/ 15 April 2022

‘‘My queerness is a gift to my community of faith”

Safrica Pride
Two participants embrace before joining more than 1000 people, some in dramatic costumes, in the annual Cape Town Pride Parade through the centre of the city, which takes place to celebrate and raise awareness on the issues affecting , Cape Town's LGBTI+ community, on February 26, 2022, in Cape Town. (RODGER BOSCH / AFP)

Across the world, people antagonise, probe and “other” those with different religious beliefs. Wars and indifference thrive because people with different views on creation, the presence of a deity, who it is and how it influences human life can’t seem to live and let live. 

Even when there appears to be consensus, the cracks soon begin to show. But one of the few sentiments that seems to unite people of different faiths, denominations and religious practice is that queerness has no place among the chosen.

In most cases, people who have paid mind to conversations around the inclusion of LGBTQI+ people in so-called mainstream churches in Southern Africa have taken an on-the-fence stance regarding whether same-sex marriages can be solemnised by clergy. In other instances, clergy themselves who are members of the LGBTQI+ community may practise and remain in the ministry only on condition of celibacy. 

Some queer people, who are either born into religious families or otherwise identify as people of faith, are subject to conversion therapies — which range from exorcisms to seemingly less violent rituals that “pray the gay away”. Queer people are often excluded from participating in sacred days on the religious calendar — isolated from the community and fellowship that religion purports to offer — because queerness and those who own it are perceived as a blight on the communion of deities, who are, ironically, said to love all, even the most marginalised. 

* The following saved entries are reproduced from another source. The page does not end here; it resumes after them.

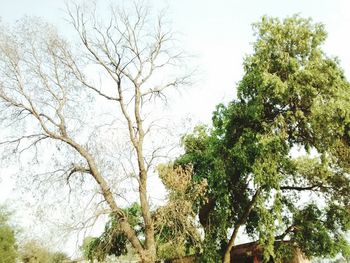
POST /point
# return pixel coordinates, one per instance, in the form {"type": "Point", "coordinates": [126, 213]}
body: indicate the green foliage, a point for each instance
{"type": "Point", "coordinates": [292, 96]}
{"type": "Point", "coordinates": [112, 241]}
{"type": "Point", "coordinates": [175, 223]}
{"type": "Point", "coordinates": [33, 252]}
{"type": "Point", "coordinates": [8, 249]}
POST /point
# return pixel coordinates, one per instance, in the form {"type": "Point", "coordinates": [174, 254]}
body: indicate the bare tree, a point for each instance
{"type": "Point", "coordinates": [45, 83]}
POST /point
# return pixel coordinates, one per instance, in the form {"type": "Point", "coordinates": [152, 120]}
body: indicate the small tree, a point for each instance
{"type": "Point", "coordinates": [8, 247]}
{"type": "Point", "coordinates": [44, 86]}
{"type": "Point", "coordinates": [292, 96]}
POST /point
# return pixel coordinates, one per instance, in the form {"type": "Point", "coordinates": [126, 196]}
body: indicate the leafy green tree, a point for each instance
{"type": "Point", "coordinates": [291, 97]}
{"type": "Point", "coordinates": [112, 241]}
{"type": "Point", "coordinates": [8, 249]}
{"type": "Point", "coordinates": [33, 252]}
{"type": "Point", "coordinates": [176, 230]}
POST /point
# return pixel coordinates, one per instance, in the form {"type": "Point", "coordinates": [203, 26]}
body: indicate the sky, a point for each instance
{"type": "Point", "coordinates": [217, 34]}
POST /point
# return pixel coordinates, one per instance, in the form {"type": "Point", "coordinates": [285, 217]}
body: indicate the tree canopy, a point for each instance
{"type": "Point", "coordinates": [8, 246]}
{"type": "Point", "coordinates": [276, 158]}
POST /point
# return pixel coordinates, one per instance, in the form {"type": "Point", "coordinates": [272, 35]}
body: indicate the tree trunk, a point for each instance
{"type": "Point", "coordinates": [241, 221]}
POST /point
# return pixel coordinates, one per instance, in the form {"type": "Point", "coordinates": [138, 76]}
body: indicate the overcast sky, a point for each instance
{"type": "Point", "coordinates": [218, 33]}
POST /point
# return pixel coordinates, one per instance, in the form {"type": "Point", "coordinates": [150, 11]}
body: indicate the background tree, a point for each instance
{"type": "Point", "coordinates": [176, 229]}
{"type": "Point", "coordinates": [292, 98]}
{"type": "Point", "coordinates": [62, 112]}
{"type": "Point", "coordinates": [34, 252]}
{"type": "Point", "coordinates": [8, 247]}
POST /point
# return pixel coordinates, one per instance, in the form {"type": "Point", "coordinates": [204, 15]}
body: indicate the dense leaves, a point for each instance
{"type": "Point", "coordinates": [276, 159]}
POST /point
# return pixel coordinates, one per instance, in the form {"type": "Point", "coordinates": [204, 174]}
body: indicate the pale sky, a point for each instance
{"type": "Point", "coordinates": [218, 33]}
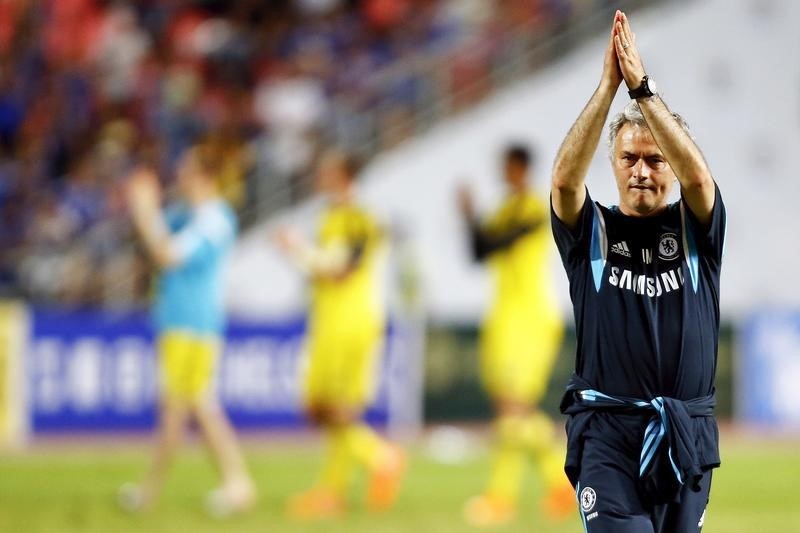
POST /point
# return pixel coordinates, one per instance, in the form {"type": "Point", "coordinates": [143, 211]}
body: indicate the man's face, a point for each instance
{"type": "Point", "coordinates": [644, 178]}
{"type": "Point", "coordinates": [514, 173]}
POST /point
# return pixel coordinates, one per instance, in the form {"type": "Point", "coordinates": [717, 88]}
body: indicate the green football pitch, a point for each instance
{"type": "Point", "coordinates": [72, 488]}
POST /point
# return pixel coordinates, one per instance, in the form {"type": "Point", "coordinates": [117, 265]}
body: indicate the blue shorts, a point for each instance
{"type": "Point", "coordinates": [609, 492]}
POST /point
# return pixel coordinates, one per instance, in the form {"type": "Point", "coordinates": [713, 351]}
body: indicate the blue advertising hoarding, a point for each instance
{"type": "Point", "coordinates": [97, 371]}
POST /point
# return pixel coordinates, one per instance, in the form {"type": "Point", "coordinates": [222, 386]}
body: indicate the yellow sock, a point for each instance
{"type": "Point", "coordinates": [337, 470]}
{"type": "Point", "coordinates": [508, 465]}
{"type": "Point", "coordinates": [364, 445]}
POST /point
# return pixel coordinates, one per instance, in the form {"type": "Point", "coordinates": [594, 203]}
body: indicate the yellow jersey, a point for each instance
{"type": "Point", "coordinates": [353, 299]}
{"type": "Point", "coordinates": [520, 260]}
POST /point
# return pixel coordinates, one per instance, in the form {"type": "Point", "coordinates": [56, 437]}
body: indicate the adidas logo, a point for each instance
{"type": "Point", "coordinates": [621, 248]}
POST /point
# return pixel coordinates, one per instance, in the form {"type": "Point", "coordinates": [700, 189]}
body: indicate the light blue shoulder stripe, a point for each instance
{"type": "Point", "coordinates": [690, 249]}
{"type": "Point", "coordinates": [598, 247]}
{"type": "Point", "coordinates": [580, 507]}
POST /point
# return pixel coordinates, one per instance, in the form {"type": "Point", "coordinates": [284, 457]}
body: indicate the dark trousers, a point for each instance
{"type": "Point", "coordinates": [609, 495]}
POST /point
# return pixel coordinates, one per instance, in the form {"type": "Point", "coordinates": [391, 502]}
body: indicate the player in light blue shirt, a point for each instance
{"type": "Point", "coordinates": [189, 243]}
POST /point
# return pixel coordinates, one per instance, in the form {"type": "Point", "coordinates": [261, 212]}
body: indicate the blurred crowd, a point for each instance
{"type": "Point", "coordinates": [90, 88]}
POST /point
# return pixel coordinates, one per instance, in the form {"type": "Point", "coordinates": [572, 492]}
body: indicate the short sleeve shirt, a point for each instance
{"type": "Point", "coordinates": [645, 293]}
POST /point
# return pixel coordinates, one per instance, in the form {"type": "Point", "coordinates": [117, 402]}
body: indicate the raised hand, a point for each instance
{"type": "Point", "coordinates": [611, 72]}
{"type": "Point", "coordinates": [629, 60]}
{"type": "Point", "coordinates": [143, 191]}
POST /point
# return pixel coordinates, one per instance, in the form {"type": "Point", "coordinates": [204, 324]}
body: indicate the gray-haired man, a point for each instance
{"type": "Point", "coordinates": [644, 282]}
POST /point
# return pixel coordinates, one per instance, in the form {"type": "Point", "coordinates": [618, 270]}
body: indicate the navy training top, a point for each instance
{"type": "Point", "coordinates": [645, 292]}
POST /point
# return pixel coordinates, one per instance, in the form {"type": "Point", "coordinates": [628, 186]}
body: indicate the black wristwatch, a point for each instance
{"type": "Point", "coordinates": [646, 89]}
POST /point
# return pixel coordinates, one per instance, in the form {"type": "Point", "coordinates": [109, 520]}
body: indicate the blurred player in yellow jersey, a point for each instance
{"type": "Point", "coordinates": [520, 339]}
{"type": "Point", "coordinates": [344, 339]}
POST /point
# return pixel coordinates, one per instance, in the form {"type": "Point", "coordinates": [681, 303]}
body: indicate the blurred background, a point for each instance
{"type": "Point", "coordinates": [427, 93]}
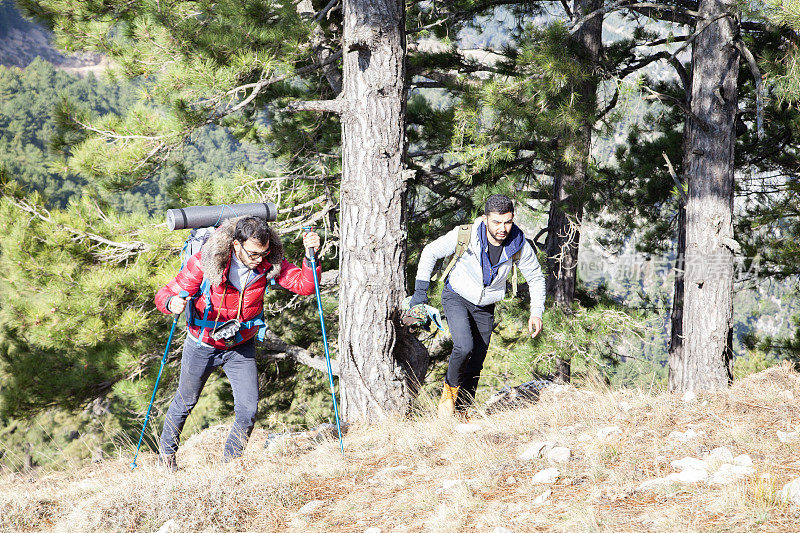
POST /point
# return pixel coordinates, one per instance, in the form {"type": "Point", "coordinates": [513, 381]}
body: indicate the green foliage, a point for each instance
{"type": "Point", "coordinates": [77, 291]}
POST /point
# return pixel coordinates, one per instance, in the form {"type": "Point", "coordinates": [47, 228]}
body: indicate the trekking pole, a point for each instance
{"type": "Point", "coordinates": [182, 294]}
{"type": "Point", "coordinates": [312, 258]}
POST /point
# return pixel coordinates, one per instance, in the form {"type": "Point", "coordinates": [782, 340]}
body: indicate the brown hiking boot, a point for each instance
{"type": "Point", "coordinates": [168, 463]}
{"type": "Point", "coordinates": [447, 403]}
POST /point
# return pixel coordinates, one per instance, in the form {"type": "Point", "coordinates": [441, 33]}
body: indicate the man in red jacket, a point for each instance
{"type": "Point", "coordinates": [229, 276]}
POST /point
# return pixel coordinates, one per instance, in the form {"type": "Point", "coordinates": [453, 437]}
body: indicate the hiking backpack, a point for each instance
{"type": "Point", "coordinates": [193, 243]}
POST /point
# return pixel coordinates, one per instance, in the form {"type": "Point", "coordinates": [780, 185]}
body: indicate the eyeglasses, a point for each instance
{"type": "Point", "coordinates": [255, 255]}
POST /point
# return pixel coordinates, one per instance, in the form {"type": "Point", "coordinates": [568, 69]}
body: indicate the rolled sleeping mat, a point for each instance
{"type": "Point", "coordinates": [213, 215]}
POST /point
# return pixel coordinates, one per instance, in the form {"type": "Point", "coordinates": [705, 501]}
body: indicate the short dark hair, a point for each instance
{"type": "Point", "coordinates": [498, 203]}
{"type": "Point", "coordinates": [252, 228]}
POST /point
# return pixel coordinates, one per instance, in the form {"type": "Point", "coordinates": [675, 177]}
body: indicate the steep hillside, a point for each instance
{"type": "Point", "coordinates": [22, 41]}
{"type": "Point", "coordinates": [577, 460]}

By definition, a thing that is queer is one that defies normalcy. Off-centre. Strange, if you will. Juxtapose that with the rigidity, conservatism, and even the staid nature of organised religion, and  the exclusion of people who don’t subscribe to a heteronormative lifestyle in the ambit of a nuclear family becomes plausible. Justifiable, even. 

But a little probing into the history, politics and even economics that informed the writing of many a religious text begins to dissuade one from reading without context. If anything, there lies an opportunity to discover just how ”a Saviour born to man” was a person of colour who protected sex workers, admonished capitalists, was often led by women, and by any standard, could be seen as an ally to lesbian, gay, bisexual, trans- and intersex people if He walked the earth today. 

My work has, in the past couple of weeks, allowed me to find resonance in the stories of people like me who could never fully embody their queer identities in temples, churches, mosques and iindumba. 

My raw despondence from years of being told (explicitly, subtly and otherwise) that showing up in a personhood that I can’t escape is disobedient has been met with an unexpected acknowledging, seeing and affirming of this personhood. So much so, that I have begun to understand (my) queerness as a gift to my community of faith.

Growing up in the Lutheran church, the Lenten journey that concludes at Easter time was often punted as one that begs of us to reflect, reason, reckon and reform. To ask why and dig deep to find the how. To lean not on prior understanding, but to instead be guided in learning “where to from here?” 

I would like to extend this invitation to you, dear reader, as the world observes the end of a Life that was taken because it defied normalcy, was off-centre, and strange, but also the resurrection of the same Life, which signifies justice, inclusion, and love.